Dummerweise können aber auch die beiden virtuelle Gravitonen miteinenander noch ein Graviton austauschen, etwa so:
Tja, und hier tritt das Problem auf: Die beiden virtuellen Gravitonen können sehr hohe Energien und Impulse haben, weil sie ja virtuell sind. Unser Gravitonfeld koppelt aber ja an den EIT, also gerade an die Energie und den Impuls. Wenn die sehr groß werden, dann wird die Wahrscheinlichkeit, ein weiteres Graviton auszutauschen, ebenfalls sehr groß – und wenn man das durchrechnet, dann sieht man, dass sich die Unendlichkeiten nicht mehr wegheben lassen, egal welchen der üblichen Tricks man verwendet. (Ausführlich und etwas sauberer erklärt im Buch von Zee “QFT in a nutshell”). Und jedes weitere Graviton in dem Diagramm kann ja selbst auch ne sehr hohe Energie haben, wird also mit hoher Wahrscheinlichkeit noch weitere Gravitonen aussenden – am Ende bekommen wir einen unendlichen Wirrwarr von unendlich vielen Gravitonen, die sich vermutlich blitzartig in ein schwarzes Loch verwandeln würden. Und da wir nicht beobachten, dass jedes Teilchen mit einer Masse ständig schwarze Löcher erzeugt, stimmt da wohl was nicht mit der Theorie…
Fazit
Tja, das war’s dann wohl mit unserer schicken Spin-2-Teilchen-Theorie. Sie liefert eigentlich gute Vorhersagen (immerhin kann man die Einsteinschen Feldgleichungen ableiten) – aber wenn man sie zu Ende denkt, dann stellt man fest, dass sie eigentlich für alle Prozesse als Antwort “unendlich” vorhersagt, sobald ein Graviton von A nach B fliegen soll.

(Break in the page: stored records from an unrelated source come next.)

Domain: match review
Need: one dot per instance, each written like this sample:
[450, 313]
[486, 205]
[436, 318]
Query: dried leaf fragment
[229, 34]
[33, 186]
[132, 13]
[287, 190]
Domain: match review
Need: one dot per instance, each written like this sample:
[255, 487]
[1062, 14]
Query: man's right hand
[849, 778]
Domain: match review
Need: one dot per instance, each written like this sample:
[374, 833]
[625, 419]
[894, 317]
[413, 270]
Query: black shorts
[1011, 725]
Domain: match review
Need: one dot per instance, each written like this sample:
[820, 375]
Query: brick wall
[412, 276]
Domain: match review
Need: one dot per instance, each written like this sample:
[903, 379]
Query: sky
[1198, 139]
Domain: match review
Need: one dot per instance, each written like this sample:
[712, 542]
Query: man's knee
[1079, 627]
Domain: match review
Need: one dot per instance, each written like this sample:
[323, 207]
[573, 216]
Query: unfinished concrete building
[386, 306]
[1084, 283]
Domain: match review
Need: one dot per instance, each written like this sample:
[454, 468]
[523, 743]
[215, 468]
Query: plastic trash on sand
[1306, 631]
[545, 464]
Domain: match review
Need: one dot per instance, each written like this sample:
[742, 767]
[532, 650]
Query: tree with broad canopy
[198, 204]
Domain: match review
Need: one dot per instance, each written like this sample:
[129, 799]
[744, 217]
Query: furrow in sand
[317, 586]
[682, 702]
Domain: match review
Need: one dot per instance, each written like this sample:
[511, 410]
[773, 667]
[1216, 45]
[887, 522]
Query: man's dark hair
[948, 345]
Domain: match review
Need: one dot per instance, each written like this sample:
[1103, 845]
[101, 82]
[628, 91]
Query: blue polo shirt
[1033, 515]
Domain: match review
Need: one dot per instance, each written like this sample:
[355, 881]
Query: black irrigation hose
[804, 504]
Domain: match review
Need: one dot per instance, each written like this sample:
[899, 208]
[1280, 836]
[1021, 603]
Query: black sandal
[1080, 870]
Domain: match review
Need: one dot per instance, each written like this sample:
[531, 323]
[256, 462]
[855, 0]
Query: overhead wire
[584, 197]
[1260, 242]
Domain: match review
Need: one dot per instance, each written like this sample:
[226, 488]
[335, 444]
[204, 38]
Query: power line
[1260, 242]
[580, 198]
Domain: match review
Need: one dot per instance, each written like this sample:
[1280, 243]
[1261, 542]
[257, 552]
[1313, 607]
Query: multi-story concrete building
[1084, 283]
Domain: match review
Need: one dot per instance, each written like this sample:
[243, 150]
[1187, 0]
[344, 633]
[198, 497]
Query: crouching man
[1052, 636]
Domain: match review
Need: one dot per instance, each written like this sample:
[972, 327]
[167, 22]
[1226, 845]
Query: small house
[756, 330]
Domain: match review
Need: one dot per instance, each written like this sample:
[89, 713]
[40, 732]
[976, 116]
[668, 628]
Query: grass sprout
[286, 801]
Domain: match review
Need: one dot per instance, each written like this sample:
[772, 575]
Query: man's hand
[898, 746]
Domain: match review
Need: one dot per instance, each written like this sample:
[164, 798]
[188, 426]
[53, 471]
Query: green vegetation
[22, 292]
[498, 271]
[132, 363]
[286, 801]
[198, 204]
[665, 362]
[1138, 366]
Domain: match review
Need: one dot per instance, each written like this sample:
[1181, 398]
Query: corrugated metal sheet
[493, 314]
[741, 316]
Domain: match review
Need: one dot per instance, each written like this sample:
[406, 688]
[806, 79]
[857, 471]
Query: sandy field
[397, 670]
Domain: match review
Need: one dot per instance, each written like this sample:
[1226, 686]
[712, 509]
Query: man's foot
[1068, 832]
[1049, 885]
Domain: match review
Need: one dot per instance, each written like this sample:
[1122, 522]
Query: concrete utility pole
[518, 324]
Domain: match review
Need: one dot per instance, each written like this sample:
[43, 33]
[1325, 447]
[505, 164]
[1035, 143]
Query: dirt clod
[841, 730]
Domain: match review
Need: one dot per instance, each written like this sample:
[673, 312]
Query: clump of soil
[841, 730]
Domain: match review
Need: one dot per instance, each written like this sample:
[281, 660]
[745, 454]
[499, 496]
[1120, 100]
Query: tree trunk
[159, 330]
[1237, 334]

Das Problem der QG ist also nicht unbedingt, dass wir nichts darüber wissen – eigentlich muss es eine Spin-2-Teilchen-Theorie sein und diese Theorie muss eigentlich so aussehen, wie ich es hier skizziert habe. Auf der anderen Seite funktioniert so eine Theorie aber schlicht nicht. Ziel muss es also sein, eine Theorie zu finden, die einerseits die ganzen Unendlichkeiten loswird, die andererseits aber immer noch zu allem passt, was wir schon wissen. Wie man so eine Theorie finden kann, dafür gibt es unterschiedliche Ansätze – man kann es mit der Stringtheorie versuchen, oder man kann das Konzept von Raum und Zeit komplett neu aufzubauen versuchen (das macht zum Beispiel die Schleifen-QG). Bisher hat aber niemand eine Theorie gefunden, die zu all dem passt, was wir wissen, ohne dabei auch Unsinn auszuwerfen. Welche neuen Ideen man braucht, um alles unter einen Hut zu bekommen, weiß im Moment niemand.